Effect of micro-alloyed Ce on the microstructure evolution and mechanical properties of rolled Mg-0.6Al-0.5Mn-0.2Ca alloy sheets

• Published in: Journal of materials research and technology Vol. 19; pp. 3088 - 3099
• Main Authors: Li, Jia-Sheng, Li, Mei-Xuan, Hua, Zhen-Ming, Hu, Zhang-Ting, Wang, Hui-Yuan
• Format: Journal Article
• Language: English
• Published: Elsevier B.V 01.07.2022; Elsevier
• Subjects: Age-hardening response; Heat treatment; Magnesium alloy; Mechanical property; Microstructure evolution; Heat treatment; Mechanical property; Age-hardening response; Microstructure evolution; Magnesium alloy
• ISSN: 2238-7854
• DOI: 10.1016/j.jmrt.2022.06.064

In this study, the effect of minor Ce addition (0, 0.1, and, 0.3 wt.%) on the microstructure evolution and mechanical properties of rolled Mg-0.6Al-0.5Mn-0.2Ca (AMX100) alloy sheets is systematically investigated under different annealing processes.

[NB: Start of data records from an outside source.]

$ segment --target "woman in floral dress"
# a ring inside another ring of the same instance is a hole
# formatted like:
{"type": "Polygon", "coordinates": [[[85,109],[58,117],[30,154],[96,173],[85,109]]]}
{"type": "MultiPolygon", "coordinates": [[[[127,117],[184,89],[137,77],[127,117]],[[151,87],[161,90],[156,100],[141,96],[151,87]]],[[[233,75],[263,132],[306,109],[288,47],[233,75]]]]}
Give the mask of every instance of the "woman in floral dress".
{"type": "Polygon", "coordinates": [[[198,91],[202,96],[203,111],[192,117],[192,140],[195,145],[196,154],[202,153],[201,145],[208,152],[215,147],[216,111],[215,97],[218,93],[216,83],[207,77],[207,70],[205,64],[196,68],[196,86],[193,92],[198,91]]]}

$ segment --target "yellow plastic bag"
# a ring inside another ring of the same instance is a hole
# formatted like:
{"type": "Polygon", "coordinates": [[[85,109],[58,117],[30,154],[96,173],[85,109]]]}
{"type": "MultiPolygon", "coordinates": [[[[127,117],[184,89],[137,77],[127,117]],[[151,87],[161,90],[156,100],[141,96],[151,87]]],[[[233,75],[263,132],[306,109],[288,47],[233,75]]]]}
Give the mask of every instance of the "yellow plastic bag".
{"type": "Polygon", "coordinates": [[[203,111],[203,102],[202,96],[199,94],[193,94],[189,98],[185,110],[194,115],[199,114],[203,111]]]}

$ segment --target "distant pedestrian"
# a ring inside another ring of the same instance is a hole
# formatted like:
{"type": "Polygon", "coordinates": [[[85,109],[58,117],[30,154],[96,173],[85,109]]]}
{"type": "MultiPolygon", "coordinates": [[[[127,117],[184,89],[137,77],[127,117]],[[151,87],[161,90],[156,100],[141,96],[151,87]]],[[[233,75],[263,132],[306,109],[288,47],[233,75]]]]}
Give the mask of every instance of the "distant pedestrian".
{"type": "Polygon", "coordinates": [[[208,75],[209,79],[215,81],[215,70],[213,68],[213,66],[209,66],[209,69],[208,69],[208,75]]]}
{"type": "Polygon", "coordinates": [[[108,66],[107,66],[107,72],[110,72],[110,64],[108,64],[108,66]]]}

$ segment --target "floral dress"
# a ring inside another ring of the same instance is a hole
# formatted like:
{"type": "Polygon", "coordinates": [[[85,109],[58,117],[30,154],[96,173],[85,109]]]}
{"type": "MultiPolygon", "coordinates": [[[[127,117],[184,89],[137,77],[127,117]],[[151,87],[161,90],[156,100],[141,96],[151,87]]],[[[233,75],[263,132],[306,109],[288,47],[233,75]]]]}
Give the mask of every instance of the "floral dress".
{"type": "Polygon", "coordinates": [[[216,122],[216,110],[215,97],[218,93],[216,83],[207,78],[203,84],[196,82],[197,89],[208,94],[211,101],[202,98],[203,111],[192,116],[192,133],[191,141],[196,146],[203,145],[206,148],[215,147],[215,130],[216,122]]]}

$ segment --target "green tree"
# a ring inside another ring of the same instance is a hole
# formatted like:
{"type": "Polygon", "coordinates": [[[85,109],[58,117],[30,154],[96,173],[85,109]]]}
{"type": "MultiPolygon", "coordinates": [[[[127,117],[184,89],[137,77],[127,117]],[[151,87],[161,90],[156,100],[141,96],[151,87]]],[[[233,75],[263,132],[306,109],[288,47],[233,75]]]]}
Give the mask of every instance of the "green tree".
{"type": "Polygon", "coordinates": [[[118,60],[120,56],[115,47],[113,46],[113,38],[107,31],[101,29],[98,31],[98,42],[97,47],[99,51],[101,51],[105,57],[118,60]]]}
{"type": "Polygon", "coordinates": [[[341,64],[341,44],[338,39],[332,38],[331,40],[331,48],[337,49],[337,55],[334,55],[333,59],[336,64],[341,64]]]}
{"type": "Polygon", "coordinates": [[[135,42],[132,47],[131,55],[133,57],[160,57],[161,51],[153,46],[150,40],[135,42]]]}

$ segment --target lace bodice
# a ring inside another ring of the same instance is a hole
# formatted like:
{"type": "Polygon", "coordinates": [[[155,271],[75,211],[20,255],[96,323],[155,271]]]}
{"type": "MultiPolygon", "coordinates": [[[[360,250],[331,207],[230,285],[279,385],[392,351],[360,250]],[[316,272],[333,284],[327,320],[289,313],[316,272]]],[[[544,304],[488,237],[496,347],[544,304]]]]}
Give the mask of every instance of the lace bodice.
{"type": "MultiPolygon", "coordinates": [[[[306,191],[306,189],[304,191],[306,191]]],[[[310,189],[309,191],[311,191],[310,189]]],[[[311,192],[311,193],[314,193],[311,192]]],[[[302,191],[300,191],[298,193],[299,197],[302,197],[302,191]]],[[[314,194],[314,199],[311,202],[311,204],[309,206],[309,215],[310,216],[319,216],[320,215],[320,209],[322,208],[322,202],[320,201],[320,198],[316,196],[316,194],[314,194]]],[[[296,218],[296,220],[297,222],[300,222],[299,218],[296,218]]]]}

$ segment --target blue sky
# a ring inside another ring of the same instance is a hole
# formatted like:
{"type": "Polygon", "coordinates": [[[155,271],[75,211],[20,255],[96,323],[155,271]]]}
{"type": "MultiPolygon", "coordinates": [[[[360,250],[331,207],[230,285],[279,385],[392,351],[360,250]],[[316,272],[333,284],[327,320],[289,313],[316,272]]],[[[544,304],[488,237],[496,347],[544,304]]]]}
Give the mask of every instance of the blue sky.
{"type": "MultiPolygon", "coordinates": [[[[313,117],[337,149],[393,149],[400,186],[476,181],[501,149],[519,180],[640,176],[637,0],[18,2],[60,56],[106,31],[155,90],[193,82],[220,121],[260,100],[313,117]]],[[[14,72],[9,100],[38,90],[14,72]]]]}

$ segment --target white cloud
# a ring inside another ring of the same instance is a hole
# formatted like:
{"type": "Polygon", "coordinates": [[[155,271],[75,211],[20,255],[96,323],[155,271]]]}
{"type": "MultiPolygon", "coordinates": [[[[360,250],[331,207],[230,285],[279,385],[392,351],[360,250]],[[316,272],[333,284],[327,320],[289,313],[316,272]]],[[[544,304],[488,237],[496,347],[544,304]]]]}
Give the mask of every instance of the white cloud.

With 0.1 wt.% Ce addition, partial Al8Mn5 phases turn into Al8Mn4Ce. With 0.3 wt.% Ce addition, the number of the Al8Mn4Ce further increases and the Al-Ce phases are observed. The single-stage annealed alloys exhibit similar uniform fine-grained structures (∼6 μm) regardless of the Ce content, while the grain sizes of the two-stage annealed alloys increase obviously (∼10.9-11.9 μm). Especially, the abnormal grain growth occurs in the two-stage annealed AMX100-0.3Ce alloy. After the aging treatment, the yield strength (YS) of the two-stage annealed alloys is increased by ∼25-45 MPa, which is greatly higher than that of the single-stage annealed alloys (∼1-8 MPa). Note that the two-stage annealed AMX100-0.1Ce alloy displays a significant age-hardening response with the ultimate tensile strength (UTS) of ∼272 MPa and the elongation to failure (EF) of ∼14%, which is attributed to the formation of Al and Ca enriched Guinier-Preston (G.P.) zones. This work sheds light on the design and fabrication of low-cost dilute magnesium alloys with admirable age-hardening ability.